Prior attempts have been made to develop aquaculture systems for growing and harvesting fish by mooring or tethering cage structures to shore piers or anchoring them to the sea floor. For example, U.S. Pat. No. 6,044,798 to Foster et al., issued April 2000, disclosed a floating aquaculture apparatus which is moored by anchors and is submerged in a natural body of water, and U.S. Pat. No. 6,520,115 to Boyd, issued February 2003, disclosed an “Artificial Island Reef Platform” for raising large quantities of pelagic fish with design features that include a large subsurface framework, cabling network, multiple cages and stable anchoring system. Other floating and/or submerged sea cages for aquaculture use are proposed in U.S. Pat. No. 6,044,798 to Foster et al.

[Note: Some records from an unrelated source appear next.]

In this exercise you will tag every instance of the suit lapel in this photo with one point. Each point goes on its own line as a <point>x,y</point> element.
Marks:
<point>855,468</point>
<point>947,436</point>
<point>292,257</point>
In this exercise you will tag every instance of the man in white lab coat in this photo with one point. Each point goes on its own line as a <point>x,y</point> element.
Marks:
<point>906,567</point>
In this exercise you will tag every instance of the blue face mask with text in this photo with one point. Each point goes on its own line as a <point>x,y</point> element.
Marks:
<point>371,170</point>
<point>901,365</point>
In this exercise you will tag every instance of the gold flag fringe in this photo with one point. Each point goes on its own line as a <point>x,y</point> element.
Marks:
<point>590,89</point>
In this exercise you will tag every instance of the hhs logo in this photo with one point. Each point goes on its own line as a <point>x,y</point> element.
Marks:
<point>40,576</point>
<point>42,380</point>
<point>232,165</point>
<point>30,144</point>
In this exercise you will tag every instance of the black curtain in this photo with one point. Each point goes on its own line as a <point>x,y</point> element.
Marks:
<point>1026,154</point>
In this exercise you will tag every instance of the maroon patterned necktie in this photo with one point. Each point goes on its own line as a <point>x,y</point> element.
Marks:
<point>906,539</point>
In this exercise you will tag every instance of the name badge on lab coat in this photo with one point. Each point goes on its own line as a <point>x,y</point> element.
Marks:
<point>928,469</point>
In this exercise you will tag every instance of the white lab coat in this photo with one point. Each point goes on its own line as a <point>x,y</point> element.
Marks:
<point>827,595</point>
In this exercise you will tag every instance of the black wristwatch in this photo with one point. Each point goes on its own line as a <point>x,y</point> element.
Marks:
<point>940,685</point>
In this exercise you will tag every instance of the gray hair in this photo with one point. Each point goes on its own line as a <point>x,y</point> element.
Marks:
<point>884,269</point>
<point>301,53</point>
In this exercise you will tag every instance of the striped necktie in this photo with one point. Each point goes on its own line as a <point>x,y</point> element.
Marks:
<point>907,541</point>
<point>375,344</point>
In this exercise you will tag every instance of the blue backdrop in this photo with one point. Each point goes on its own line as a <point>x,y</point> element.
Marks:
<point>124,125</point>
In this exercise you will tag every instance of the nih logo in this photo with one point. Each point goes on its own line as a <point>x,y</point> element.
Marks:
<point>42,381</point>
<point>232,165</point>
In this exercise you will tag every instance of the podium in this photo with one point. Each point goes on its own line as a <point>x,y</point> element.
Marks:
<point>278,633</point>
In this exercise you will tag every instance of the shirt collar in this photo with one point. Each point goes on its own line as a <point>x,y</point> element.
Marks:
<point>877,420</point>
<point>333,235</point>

An example of a currently used type of near-shore-deployed sea cage is the SEA STATION™ cages made by Ocean Spar, LLC, of Bainbridge Island, Wash. This type of cage typically has a central stem with an air chamber for controlling buoyancy for surfacing or submerging. The bottom of the central stem is tethered to an anchor (or anchors) or grid mooring system on the sea floor. The outer periphery of the cage has mesh netting forming the outer boundaries for the cage. Even when deployed in ocean waters, wastes from the growing fish can become concentrated in the cage volume and the mesh netting may become contaminated and not able to be cleaned efficiently at sea. Prior techniques to clean the top half of ocean fish-growing cages include the technique of releasing the central stem from its anchor tether partially and pumping air into the air chamber in the central stem for buoyancy to propel it upwards toward the ocean surface so that the upper portions of the netting can be exposed for air-drying. While air-drying of the netting does appear to kill parasites that adhere to the netting, cleaning the lower portions of the netting for the cage requires extensive use of divers and specialized high-pressure-washing equipment, which is very costly and time-consuming.
Ocean thermal energy conversion (OTEC) has been used to generate electric power for various ocean and shore industrial uses. An early example of an oceanic heat pump is provided in U.S. Pat. No. 2,006,985 to Claude et al., issued in July 1935. U.S. Pat. No. 4,726,191 to Kawamura, issued in February 1988, disclosed a land-based plant using heat exchange with cold deep well water inducted through ground pipes to generate electricity, and also mentioned that the cold water effluent may also be used for an aquaculture preserve. OTEC systems use a heat pump cycle commonly referred to as the “Stirling” cycle, after the Stirling-cycle engine invented by Robert Stirling in 1817. Various other proposals have been developed for using OTEC-generated power, such as for desalinization plants as described in U.S. Pat. No. 4,302,297 to Humiston, and electricity generation in U.S. Pat. No. 4,441,321 to Ridgway and U.S. Pat. No. 6,202,417 to Beck.